Des observateurs soulignent cependant les risques : un marché du livre en contraction et le danger de perdre une véritable indépendance si la maison s’endette trop vis-à-vis d’Editis.​​​​​​​​​​​​​​​​​​​​​​​​​​​​​​​​​​​​​​​​​​​​​​​​​​

lundi 17 août 2026

Les Sages rappellent une évidence : une bonne intention ne fait pas une bonne loi

Les Sages rappellent une évidence : une bonne intention ne fait pas une bonne loi.



Nouvelle illustration de la méthode macronienne : annoncer fort, communiquer beaucoup… puis découvrir que la Constitution s’applique.

L’interdiction des réseaux sociaux aux moins de 15 ans devait être une mesure phare du quinquennat, présentée comme une réponse aux dangers du numérique : harcèlement, addiction, anxiété, contenus toxiques. Sur le principe, la protection des mineurs fait consensus. Pourtant entre un slogan politique et une loi constitutionnellement solide, il y a un travail que le gouvernement a clairement sous-estimé.

Le Conseil constitutionnel a censuré le texte, jugeant l’atteinte disproportionnée à la liberté d’expression et de communication des mineurs. Trop large, pas assez ciblé, pas nécessaire : l’État a répondu à un problème complexe par une interdiction générale visant réseaux sociaux, messageries, plateformes vidéo et même certains jeux en ligne.

Une définition si extensive qu’elle brouillait les frontières entre TikTok, une messagerie privée ou un simple espace de commentaires. Le Conseil a fait son rôle : juger le droit, pas le slogan.

L’exécutif demande désormais une nouvelle version « juridiquement robuste », avec l’objectif de faire aboutir la réforme avant 2027. Une loi ne devient pas constitutionnelle par quelques ajustements techniques ou exceptions ajoutées en urgence.

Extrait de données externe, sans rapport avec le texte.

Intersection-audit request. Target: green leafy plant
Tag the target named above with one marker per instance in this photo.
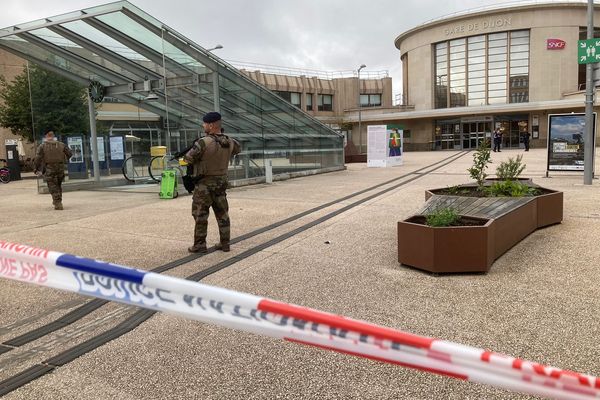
(481, 159)
(511, 169)
(443, 217)
(510, 189)
(457, 190)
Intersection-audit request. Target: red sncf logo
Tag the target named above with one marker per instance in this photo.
(555, 44)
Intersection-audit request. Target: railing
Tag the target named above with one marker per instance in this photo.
(400, 100)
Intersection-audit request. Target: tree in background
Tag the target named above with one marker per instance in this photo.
(58, 103)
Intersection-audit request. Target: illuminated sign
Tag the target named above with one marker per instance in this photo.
(555, 44)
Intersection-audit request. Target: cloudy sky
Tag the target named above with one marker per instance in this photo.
(326, 35)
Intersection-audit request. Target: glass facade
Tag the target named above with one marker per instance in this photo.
(133, 56)
(481, 70)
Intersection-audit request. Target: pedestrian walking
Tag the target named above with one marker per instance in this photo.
(526, 137)
(49, 162)
(210, 157)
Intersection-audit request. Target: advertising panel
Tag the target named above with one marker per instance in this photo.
(76, 145)
(566, 141)
(116, 148)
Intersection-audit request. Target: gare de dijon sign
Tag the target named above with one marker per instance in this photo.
(501, 22)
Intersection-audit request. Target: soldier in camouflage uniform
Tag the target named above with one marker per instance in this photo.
(50, 161)
(210, 159)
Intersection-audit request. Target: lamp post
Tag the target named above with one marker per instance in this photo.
(217, 47)
(359, 110)
(216, 97)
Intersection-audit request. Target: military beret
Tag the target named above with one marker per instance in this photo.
(211, 117)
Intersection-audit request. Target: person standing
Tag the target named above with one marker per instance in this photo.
(526, 136)
(497, 139)
(210, 157)
(49, 161)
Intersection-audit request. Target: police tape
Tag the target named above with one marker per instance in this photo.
(293, 323)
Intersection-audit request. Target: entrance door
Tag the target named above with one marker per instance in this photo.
(474, 133)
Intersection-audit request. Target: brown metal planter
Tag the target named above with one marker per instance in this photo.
(443, 249)
(469, 248)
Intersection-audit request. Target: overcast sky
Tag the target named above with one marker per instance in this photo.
(327, 35)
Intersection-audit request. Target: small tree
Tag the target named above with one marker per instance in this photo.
(481, 159)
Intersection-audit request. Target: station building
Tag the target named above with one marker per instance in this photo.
(468, 73)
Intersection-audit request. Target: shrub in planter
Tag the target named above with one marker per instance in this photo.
(511, 169)
(443, 217)
(511, 188)
(442, 249)
(481, 159)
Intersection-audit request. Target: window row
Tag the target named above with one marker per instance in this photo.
(324, 101)
(479, 67)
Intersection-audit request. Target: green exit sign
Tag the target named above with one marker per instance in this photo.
(588, 51)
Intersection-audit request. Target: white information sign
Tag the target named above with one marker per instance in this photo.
(384, 146)
(101, 154)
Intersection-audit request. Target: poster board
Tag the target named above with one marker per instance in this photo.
(75, 143)
(566, 141)
(117, 151)
(385, 145)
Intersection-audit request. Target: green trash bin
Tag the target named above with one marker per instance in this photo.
(168, 184)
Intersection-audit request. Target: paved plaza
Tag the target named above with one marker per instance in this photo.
(539, 301)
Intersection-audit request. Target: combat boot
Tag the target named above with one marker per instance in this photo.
(199, 247)
(223, 246)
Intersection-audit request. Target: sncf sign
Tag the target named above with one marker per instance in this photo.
(555, 44)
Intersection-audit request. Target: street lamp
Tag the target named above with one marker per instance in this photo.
(216, 96)
(359, 110)
(217, 47)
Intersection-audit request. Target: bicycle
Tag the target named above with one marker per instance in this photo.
(4, 173)
(133, 168)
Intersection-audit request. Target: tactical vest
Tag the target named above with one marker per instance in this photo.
(215, 159)
(54, 152)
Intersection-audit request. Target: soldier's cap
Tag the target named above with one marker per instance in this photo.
(211, 117)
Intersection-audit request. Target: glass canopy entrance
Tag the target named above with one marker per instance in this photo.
(127, 57)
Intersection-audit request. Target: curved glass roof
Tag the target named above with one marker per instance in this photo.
(132, 54)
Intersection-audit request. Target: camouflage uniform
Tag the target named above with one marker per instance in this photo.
(50, 160)
(210, 158)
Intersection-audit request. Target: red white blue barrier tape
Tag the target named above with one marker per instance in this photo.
(289, 322)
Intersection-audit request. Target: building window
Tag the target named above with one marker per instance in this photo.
(292, 97)
(458, 94)
(497, 67)
(370, 100)
(325, 102)
(483, 69)
(476, 70)
(519, 67)
(441, 75)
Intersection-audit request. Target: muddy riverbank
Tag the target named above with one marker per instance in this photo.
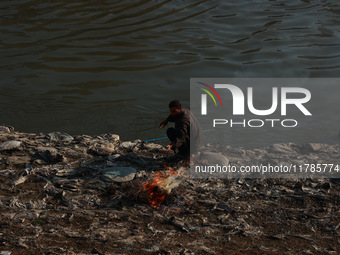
(65, 195)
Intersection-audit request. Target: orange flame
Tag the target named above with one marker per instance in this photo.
(160, 186)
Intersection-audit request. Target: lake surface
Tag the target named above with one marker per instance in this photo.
(94, 67)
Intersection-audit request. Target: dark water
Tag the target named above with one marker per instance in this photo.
(92, 67)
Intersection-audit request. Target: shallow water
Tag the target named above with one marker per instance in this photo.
(92, 67)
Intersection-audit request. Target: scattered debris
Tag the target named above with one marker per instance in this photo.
(93, 195)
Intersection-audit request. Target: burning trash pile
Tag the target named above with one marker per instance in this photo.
(99, 195)
(160, 186)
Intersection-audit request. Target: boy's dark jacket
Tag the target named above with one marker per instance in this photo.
(186, 128)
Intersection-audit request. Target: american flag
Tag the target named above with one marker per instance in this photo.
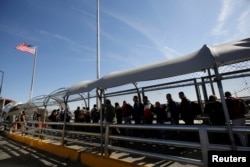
(26, 48)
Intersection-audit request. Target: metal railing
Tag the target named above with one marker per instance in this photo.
(88, 134)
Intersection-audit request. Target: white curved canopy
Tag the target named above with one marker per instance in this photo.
(206, 57)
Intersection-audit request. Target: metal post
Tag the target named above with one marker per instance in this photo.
(33, 75)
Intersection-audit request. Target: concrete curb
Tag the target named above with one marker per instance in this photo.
(86, 158)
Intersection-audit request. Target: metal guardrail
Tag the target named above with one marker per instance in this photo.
(90, 136)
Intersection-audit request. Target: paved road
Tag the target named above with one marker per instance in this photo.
(14, 154)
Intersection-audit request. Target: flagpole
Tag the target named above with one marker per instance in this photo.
(33, 75)
(97, 48)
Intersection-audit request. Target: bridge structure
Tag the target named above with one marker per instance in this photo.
(209, 70)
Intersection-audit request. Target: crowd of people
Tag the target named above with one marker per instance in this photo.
(145, 113)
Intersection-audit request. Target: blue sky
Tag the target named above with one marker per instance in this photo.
(132, 33)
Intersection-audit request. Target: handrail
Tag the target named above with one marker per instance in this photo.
(203, 144)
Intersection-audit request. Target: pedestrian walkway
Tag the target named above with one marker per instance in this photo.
(15, 154)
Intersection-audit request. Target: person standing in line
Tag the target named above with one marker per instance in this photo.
(148, 111)
(186, 111)
(118, 111)
(137, 113)
(159, 111)
(213, 109)
(95, 114)
(23, 122)
(173, 108)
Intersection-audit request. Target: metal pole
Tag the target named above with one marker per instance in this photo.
(1, 82)
(98, 41)
(33, 75)
(225, 109)
(97, 48)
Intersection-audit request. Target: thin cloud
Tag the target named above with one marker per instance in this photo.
(147, 32)
(243, 23)
(75, 46)
(225, 13)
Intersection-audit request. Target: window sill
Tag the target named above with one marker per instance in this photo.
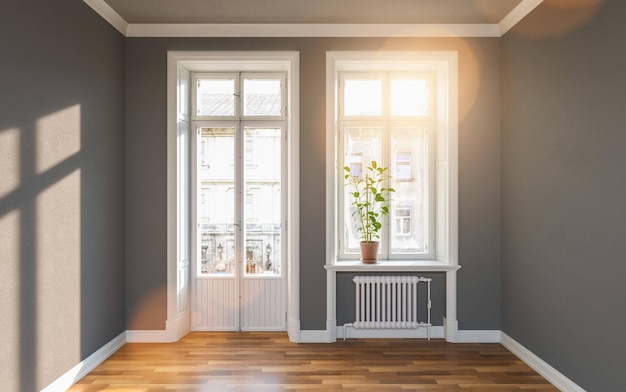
(389, 266)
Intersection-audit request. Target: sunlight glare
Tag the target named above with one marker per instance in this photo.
(10, 289)
(9, 151)
(409, 97)
(363, 97)
(58, 269)
(58, 137)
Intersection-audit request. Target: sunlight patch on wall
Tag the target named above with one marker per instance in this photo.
(10, 153)
(58, 137)
(10, 293)
(58, 270)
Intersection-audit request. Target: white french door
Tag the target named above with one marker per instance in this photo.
(239, 280)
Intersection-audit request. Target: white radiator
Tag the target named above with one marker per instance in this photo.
(389, 302)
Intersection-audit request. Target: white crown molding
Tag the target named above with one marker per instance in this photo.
(109, 14)
(524, 8)
(312, 30)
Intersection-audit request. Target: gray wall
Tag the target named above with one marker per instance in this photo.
(61, 189)
(479, 188)
(564, 165)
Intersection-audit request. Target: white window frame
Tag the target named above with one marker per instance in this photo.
(386, 122)
(179, 67)
(445, 66)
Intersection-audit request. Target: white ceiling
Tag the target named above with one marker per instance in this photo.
(313, 17)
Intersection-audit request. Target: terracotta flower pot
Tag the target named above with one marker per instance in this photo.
(369, 252)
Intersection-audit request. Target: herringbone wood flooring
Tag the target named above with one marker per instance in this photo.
(268, 361)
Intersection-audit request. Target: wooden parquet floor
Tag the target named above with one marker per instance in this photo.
(268, 361)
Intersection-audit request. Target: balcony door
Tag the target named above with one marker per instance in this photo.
(239, 281)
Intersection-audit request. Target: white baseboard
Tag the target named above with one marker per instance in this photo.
(147, 336)
(469, 336)
(179, 327)
(555, 377)
(79, 371)
(314, 336)
(322, 336)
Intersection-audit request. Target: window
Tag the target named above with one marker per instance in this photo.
(398, 109)
(383, 115)
(241, 123)
(403, 220)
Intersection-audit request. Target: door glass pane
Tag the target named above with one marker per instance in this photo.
(216, 97)
(261, 97)
(410, 178)
(216, 201)
(363, 97)
(262, 201)
(409, 97)
(362, 146)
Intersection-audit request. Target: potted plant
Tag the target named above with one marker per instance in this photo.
(371, 199)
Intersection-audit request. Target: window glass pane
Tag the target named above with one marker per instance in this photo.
(362, 145)
(262, 201)
(216, 97)
(363, 97)
(216, 213)
(409, 228)
(261, 97)
(409, 97)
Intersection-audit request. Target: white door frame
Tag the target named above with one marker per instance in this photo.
(178, 321)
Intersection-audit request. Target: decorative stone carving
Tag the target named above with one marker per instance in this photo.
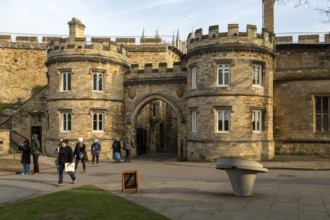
(131, 93)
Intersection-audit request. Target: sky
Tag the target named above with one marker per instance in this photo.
(131, 17)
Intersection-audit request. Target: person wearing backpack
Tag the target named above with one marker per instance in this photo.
(80, 154)
(128, 145)
(35, 151)
(96, 148)
(116, 149)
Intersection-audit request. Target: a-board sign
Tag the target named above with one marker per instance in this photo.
(130, 180)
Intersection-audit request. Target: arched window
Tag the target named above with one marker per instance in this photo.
(223, 74)
(257, 120)
(223, 120)
(98, 122)
(66, 121)
(257, 75)
(98, 82)
(66, 81)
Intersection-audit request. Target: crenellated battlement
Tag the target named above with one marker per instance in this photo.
(232, 36)
(97, 45)
(304, 39)
(163, 73)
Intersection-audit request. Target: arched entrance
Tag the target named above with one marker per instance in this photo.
(156, 124)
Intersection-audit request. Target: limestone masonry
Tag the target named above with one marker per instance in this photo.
(222, 93)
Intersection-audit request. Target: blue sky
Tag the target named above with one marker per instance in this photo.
(129, 17)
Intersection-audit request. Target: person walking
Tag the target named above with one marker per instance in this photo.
(65, 156)
(80, 154)
(96, 149)
(57, 151)
(116, 149)
(128, 145)
(26, 156)
(35, 151)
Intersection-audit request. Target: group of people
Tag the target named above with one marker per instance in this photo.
(27, 150)
(116, 149)
(65, 155)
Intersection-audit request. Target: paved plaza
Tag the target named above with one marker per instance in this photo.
(183, 190)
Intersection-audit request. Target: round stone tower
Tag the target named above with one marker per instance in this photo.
(85, 89)
(230, 93)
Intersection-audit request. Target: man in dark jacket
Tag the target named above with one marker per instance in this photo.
(65, 156)
(26, 156)
(35, 151)
(96, 148)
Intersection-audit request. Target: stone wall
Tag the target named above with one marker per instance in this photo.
(22, 120)
(154, 54)
(302, 72)
(240, 97)
(4, 141)
(22, 66)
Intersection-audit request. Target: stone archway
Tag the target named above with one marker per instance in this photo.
(131, 120)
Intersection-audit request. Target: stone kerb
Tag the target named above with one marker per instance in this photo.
(232, 36)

L’expérience étrangère, souvent citée en exemple, montre d’ailleurs ses limites : les restrictions sont facilement contournées, sans disparition réelle des usages.

Au-delà du cas, cette affaire révèle un travers récurrent : la confusion entre politique publique et communication. Oui, les réseaux sociaux posent de vrais problèmes et exigent des réponses sérieuses — régulation des algorithmes, responsabilité des plateformes, contrôle de l’âge, éducation numérique. Mais pas des interdictions globales simplistes.

En réalité, le gouvernement a d’abord construit son annonce, puis vérifié sa solidité juridique. Pendant ce temps, les plateformes continuent de fonctionner, les usages s’adaptent et les contournements persistent.

Ironie finale : la seule interdiction réellement efficace avant 2027 serait peut-être de prendre les annonces politiques pour des lois déjà applicables.

Protéger les enfants est indispensable mais le faire avec une mesure censurée pour disproportion relève moins de la fermeté que de la communication politique corrigée a posteriori par le Conseil constitutionnel.